Trinque has three tempering machines, one for each type of chocolate. They are always kept at the ideal temperature; a huge blade is attached for stirring the chocolate. As scientific as the process is, two of the machines are heated only by large light bulbs, like a child's Easy-Bake oven.

This morning, there is a mass of white chocolate in a melter. Trinque works the chocolate for about 20 minutes, taking its temperature every few minutes. After several spoon tests, the chocolate is ready.

Trinque pulls out heart-shaped molds that she filled yesterday with a layer of white chocolate, plus the passion-fruit filling, and spreads the perfectly tempered chocolate over the top (which will become the bottom) of the bonbons. It looks easy, but precision is needed. The sweet treats will then set for about 30 minutes before she removes them from the mold.

The bonbons, which are made of a hard ganache, need to be cut into individual pieces. Trinque uses a tool called a guitar for this next step. The guitar works on the same principle as a wire egg-slicer, only it's bigger, square and made of metal.

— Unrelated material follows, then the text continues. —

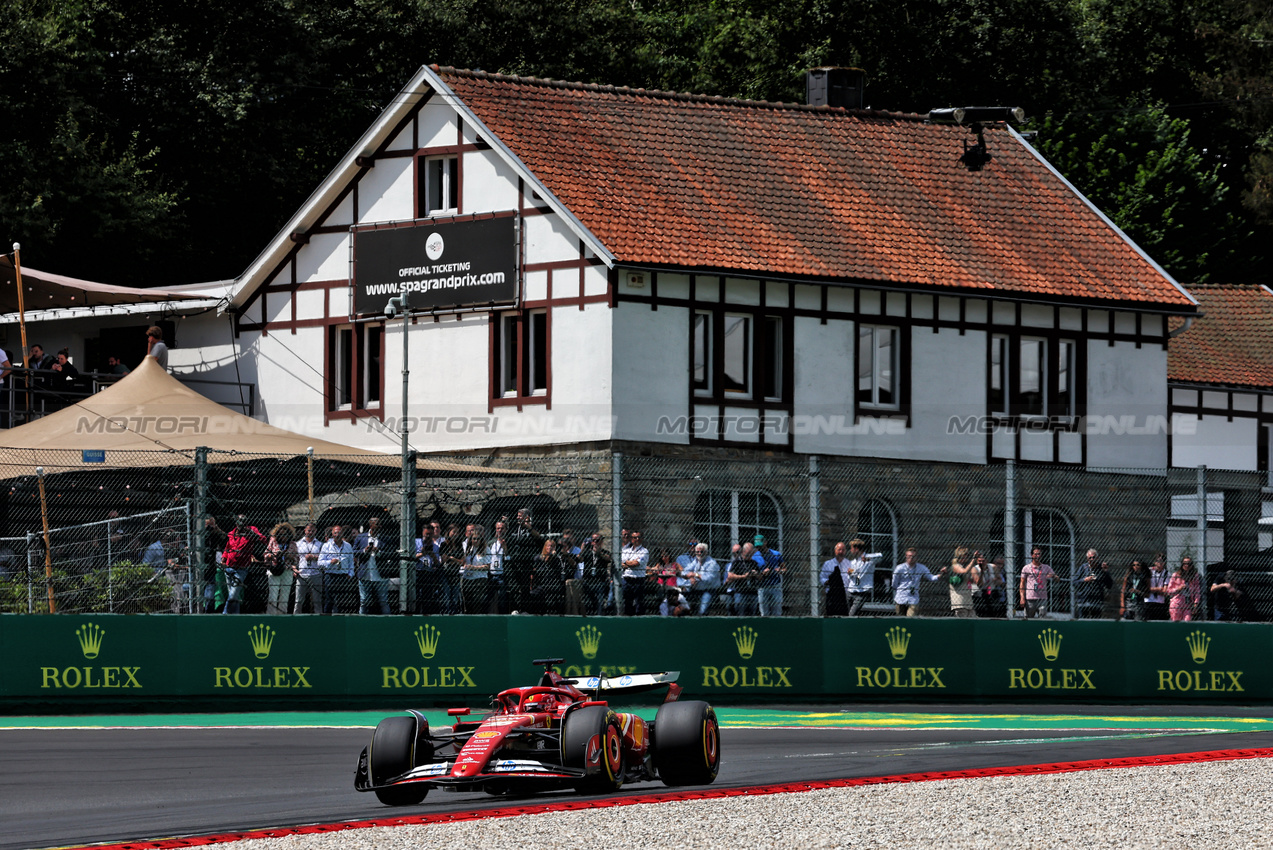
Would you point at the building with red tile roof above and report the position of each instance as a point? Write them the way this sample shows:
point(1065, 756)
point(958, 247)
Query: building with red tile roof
point(1220, 368)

The chocolate is poured into a frame and placed on the guitar. Then Trinque pulls down the lid. Voilà! Bonbons!

There is one, final step: twice hand-dipping each bonbon in the tempering machine. Called enrobing, it's a true labor of love, and the results are worth it. Trinque hopes to have an enrobing machine soon as part of her arsenal. She called it the "Lucy and Ethel" machine, referring to the iconic chocolate-factory scene from I Love Lucy.

A warren of glossy chocolate bunnies connected by a solidified puddle of chocolate sits on the table. One bunny, carrying a basket, is 2 feet tall. Others, with big eyes, are only a few inches high. Some have floppy ears. One is riding a motorcycle. Most have been painted with tiny details.

These are Easter bunnies, of course, and because chocolate at this stage still has a long shelf life—about six weeks—these guys will still be as delicious as they are pretty come Easter Sunday. Last year, Sabino sold nearly 1,000 of them.

Before she opens the store doors, Trinque will free the bunnies from their chocolate puddle, un-mold the Passionate Hearts (which reveal a bright, colorful swirl that she painted in the mold with colored cocoa butter), put them in the display case and set out blocks of luscious-looking fudge.

Trinque then puts on her retail hat. It's time to open the store.